The definition of the Just Transition that we are seeking to finance for is as follows: “A just transition aims to achieve a quality life for all South Africans, in the context of increasing the ability to adapt to the adverse impacts of climate, fostering climate resilience, and reaching net-zero greenhouse gas emissions by 2050, in line with best available science. A just transition contributes to the goals of decent work for all, social inclusion, and the eradication of poverty.”.
In an international policy brief released last week, Social Protection in Climate Action, the authors argue that where people are concerned about losing their jobs and incomes, they will resist climate action. Contributing author SPI case-studied the need to provide coal miners in Mpumalanga with a permanent guaranteed income to lessen the impact of their inevitable retrenchments.

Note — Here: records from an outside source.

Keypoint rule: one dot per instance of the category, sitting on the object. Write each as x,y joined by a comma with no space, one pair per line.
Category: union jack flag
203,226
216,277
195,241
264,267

In June 2022 South Africa’s current debt to GDP was 70.1 percent. The debt to GDP ratio of Japan is approximately 234 percent. A decent universal basic income grant would add about another 3.5 percent to government debt. The returns would be immediately felt by the fiscus through VAT returns on people’s spending. Feeding people and growing jobs.
South Africa is rightly lauded for the development of its Just Transition framework, and the adaptation and mitigation plans are important for harnessing the country’s future growth potential.
But as National Treasury fights like hell against writing the R350 grant into the statue books, making good on the Constitution, the greatest promissory note, the groundswell amongst ordinary people and the ruling party’s cabinet for universal income support is heartening.
Public finance is a discipline that is meant to enable national priorities, but in South Africa the macro-economic framework is routinely invoked to block any distribution to the poor.
South Africa has done well on the Just Transition framework. As a leading South Africa’s policy makers have moved cleverly, securing global support for what will have to be done after all. But clever does not put food on the table. Universal social security does. Universal basic income security must be a bankable pillar of a just transition.